A court in the Bavarian capital Munich ruled on Friday that search engine operator Google can be held directly liable for incorrect answers generated by its “AI Overview” feature.
The legal dispute centered on whether the service should receive the same legal treatment as traditional search results.
What did the court say about Google and AI?
Munich Regional Court judges were asked to rule on lawsuits filed against the internet giant by two Munich-based publishing companies.
Google’s Overview feature had erroneously linked companies with questionable business practices, subscription traps, and fraudulent schemes. It had linked the plaintiffs with information about other, in fact, dubious companies and invented connections that did not exist.
Google had argued that it is not responsible for data processing itself and does not adopt the third-party content displayed in the overview as its own.
The court strongly rejected Google’s argument. It ruled that AI summaries do not merely display or link to search results but constitute separate content to the search engine operator.
The defense was relying on existing case law of the Federal Court, which protects search engine operators from direct liability in relation to the simple listing of third party content.
However, the court found that this did not apply to Google’s AI tools.
Why was the AI overview considered different?
Because the AI summarizes the results in its own words, evaluates their content, and presents them in a structured format, the judges rule that Google creates entirely new, independent statements that go beyond mere links.

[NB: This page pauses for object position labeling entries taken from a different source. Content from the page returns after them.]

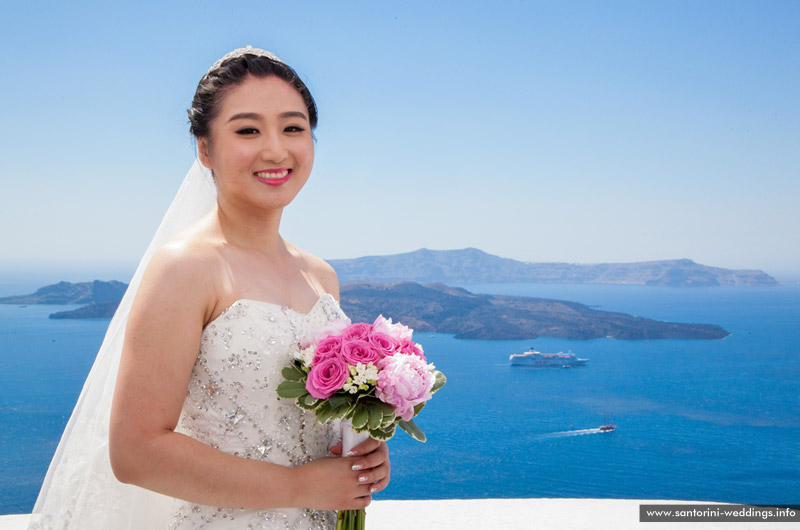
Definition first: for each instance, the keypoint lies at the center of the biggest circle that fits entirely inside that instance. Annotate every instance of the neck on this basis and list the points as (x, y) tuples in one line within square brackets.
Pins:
[(253, 229)]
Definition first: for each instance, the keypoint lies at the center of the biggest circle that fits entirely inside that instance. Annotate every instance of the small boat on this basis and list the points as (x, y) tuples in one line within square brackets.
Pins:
[(608, 424), (546, 360)]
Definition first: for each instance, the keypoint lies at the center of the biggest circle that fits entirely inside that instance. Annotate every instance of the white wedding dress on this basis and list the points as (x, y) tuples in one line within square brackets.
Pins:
[(232, 405)]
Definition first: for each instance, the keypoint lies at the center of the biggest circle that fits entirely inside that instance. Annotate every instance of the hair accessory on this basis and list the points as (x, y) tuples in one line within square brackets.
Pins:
[(238, 52)]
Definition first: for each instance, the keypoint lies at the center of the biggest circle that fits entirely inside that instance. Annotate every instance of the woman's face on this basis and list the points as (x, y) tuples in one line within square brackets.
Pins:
[(260, 145)]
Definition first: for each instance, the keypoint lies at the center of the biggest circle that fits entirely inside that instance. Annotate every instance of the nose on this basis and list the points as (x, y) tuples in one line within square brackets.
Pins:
[(273, 148)]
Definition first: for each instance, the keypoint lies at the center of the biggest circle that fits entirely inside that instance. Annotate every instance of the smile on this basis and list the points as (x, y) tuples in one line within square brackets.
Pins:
[(273, 177)]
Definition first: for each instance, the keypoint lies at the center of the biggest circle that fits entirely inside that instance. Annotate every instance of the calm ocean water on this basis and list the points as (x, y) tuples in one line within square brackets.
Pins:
[(702, 420)]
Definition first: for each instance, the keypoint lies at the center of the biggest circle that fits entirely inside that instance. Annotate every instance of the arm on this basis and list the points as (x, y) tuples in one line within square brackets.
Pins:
[(174, 301)]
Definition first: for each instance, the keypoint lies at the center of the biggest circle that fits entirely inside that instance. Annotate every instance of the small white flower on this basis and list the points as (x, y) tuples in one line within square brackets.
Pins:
[(305, 356)]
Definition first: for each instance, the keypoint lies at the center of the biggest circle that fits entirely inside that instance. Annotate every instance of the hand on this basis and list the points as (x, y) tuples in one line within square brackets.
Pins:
[(343, 483), (371, 460)]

The court also rejected Google’s line of defense, namely, that users could verify the sources themselves through the links and knew anyway that “AI-generated information should not be blindly trusted.”
The judges said the AI observation is “a self-contained statement with independently understandable content”. The court found that the reader was not given any indication of any unreliability in the content.
The court ordered Google to stop spreading false claims and bear 80% of the legal costs.
A Google spokesperson said: “We invest heavily in the quality of AI observations to ensure that most answers provide accurate information.”
The company said it would carefully review the decision, which is not yet final.